Thursday, February 09, 2006

I was going to write something, but I need to go teach. Actually it is office hours that call first, then class. But of course, I need to stop and get some joe/java/umph before I get to campus. Before that, there is the long commute (about 40 minutes - whether I take the 25+ miles freeway route or the 10 miles city route) where I have to deal with Boston drivers. Seeing as to the fact that I am in sweats and a t-shirt, I need to change my attire prior to leaving the house. Brushing my teeth would be a good idea too.

I am not sure why I am going to go through all of this. No one tends to come to office hours and several students told me they would not be in class today because they need to go to a special lecture for some other class (there will probably be more absent because there are those who just do not say anything and then a few who will just skip class).

[Aside: it seems to me that students skip/miss class much more now than when I was in college. Maybe it was just that I was a such a nerd that I needed to be close to dying to miss class]

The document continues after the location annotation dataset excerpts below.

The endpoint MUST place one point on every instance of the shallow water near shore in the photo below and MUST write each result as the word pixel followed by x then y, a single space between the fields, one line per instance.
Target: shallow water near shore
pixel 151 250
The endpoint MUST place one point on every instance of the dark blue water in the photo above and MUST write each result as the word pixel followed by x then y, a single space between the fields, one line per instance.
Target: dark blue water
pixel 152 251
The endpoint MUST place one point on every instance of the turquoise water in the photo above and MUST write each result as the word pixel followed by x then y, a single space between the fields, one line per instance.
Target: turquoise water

I had a cool lecture about food and national identity in Italy planned for today too. If only a few of them show up, should I treat them? Or should I just cancel class and do the lecture next week? The second option has the benefit of not having to prepare another lecture next week. Or maybe I will take them all out for a drink? No, I can't, I have some under 21 students.

Well, I guess I did end up writing something. Not what I was originally intending, but something nonetheless.

What I originally was going to write about was on how my career/professional life angst is draining my enthusiasm for teaching and how I "perform" in class. It seems like I can't focus. While I did not really write about that, I think that message comes across in what I did write instead.

I need a vacation. I need to get away from here and I need to get out from inside my head. Unfortunately neither is likely to happen.